Gideon Levy :Israel's 'Jewish Majority' Obsession (settembre 2015)


It's all based on an obsession: Israel must be a Jewish state at any cost. Just or unjust, good or not good, flourishing or not flourishing — the main thing is that it be Jewish. And as with any obsession, few can explain why and no one is allowed to doubt it.
On the day Israel shakes this obsession and becomes a country like any other, a democracy like any other, it will become a safer and more just place. For the time being, we have a major stumbling block.
To celebrate the Jewish New Year this evening, there's no need for a Jewish state.

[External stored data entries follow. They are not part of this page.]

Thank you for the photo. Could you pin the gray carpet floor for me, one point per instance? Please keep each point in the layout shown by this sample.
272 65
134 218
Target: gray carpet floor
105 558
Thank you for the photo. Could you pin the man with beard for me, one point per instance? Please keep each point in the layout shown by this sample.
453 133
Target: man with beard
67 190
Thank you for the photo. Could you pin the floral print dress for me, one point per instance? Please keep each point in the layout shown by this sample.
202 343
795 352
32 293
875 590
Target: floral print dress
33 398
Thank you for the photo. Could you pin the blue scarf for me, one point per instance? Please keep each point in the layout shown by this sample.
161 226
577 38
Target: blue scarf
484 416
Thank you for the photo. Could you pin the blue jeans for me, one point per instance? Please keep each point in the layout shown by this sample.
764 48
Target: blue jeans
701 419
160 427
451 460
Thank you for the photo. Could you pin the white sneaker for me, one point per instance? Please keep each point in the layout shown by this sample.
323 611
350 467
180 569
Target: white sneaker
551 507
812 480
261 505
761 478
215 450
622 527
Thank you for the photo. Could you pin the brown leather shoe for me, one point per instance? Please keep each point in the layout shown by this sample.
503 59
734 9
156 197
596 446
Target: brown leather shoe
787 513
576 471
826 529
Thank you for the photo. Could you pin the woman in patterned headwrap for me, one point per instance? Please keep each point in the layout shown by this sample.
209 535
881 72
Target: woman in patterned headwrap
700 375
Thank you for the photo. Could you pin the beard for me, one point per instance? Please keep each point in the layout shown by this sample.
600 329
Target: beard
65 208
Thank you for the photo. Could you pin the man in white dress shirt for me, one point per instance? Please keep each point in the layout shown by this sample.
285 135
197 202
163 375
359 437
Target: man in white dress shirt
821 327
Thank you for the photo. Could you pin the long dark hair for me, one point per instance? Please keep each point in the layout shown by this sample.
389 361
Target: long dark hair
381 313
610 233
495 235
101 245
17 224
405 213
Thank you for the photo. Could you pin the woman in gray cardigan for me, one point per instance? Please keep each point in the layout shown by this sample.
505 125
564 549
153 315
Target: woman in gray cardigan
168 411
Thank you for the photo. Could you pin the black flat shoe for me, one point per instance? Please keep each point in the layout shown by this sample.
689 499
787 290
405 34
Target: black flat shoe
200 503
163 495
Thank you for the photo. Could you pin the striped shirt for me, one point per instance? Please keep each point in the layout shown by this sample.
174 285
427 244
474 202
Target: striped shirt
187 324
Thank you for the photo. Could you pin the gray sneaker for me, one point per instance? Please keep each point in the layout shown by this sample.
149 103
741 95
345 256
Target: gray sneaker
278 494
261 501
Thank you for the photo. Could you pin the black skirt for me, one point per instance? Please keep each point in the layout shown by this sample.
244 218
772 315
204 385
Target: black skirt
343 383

In New York, Johannesburg and Uman, Ukraine (and even in Tehran), the holiday will be marked the right way. To maintain a Jewish lifestyle there is no need for a Jewish state. Freedom of religion exists in many countries. But then things get complicated.
Almost all Israeli Jews (and most of the world) think Jews deserve a national home; Jewish Israelis also want to live in a country where most of the citizens — preferably all the citizens — are Jewish. The first aspiration is legitimate and has come true, the second is illegitimate and nationalist. It also lacks real meaning.
Peter Beinart explained in Haaretz Friday that there's no such thing anymore as the American Jewish community: “In 2015, knowing that an American is Jewish doesn’t tell you much about how she lives or thinks either. There are today basically two American Jewish communities … each of which has more in common with a group of American gentiles than with each other.”
These words are even truer regarding the Israeli Jewish community — it's subdivided into loosely connected communities. And yet the obsession about the “Jewish majority” is intensifying, uniting the Jewish right and left.
In most enlightened countries, no one dares ask what a person’s religion is. In Israel it’s key. When Zionist Union MK Nachman Shai says his goal is for “the percentage of Arabs in the country not to rise,” he's expressing the height of Israeli political correctness. There are countries (and Israel should be one of them) where such a statement would be one's last as a legislator. But when the name of the game is Jewish majority, such harmful words are no problem.
There are no Jewish values or Jewish morals — there are universal values and universal morals. A mother should hope her son becomes a good man, not a good Jew. A Jewish restaurant is an Eastern European restaurant, and Jewish sites are ultra-Orthodox or religious in general. Israel must stop busying itself with its “Jewish character” and Jewish majority all the time. It must start worrying about progress, justice, morality and values.
The Jewish state was established long ago; now is the time to establish a democratic, egalitarian and just state. It will not become this if it does not shake the obsession of its Judaism. A state that shakes its obsessive preoccupation with its Judaism will also shake its anxieties and stoke less hostility — it will be more just.
And what can we say about the Jewish majority if it's a majority for fascism, racism and hatred of Arabs and foreigners? What is Jewish character for most of us if it means a country of religion? Why should a liberal Israeli want to live in a country with a Jewish majority based on settlers and nationalists? Wouldn't it be better to establish a community of democratic, liberal, secular people fighting the fundamentalists, anti-democrats and nationalists?
Sixty-seven years after Israel’s founding, now is the time for the second war of liberation — a war of liberation from Israel's Judaism.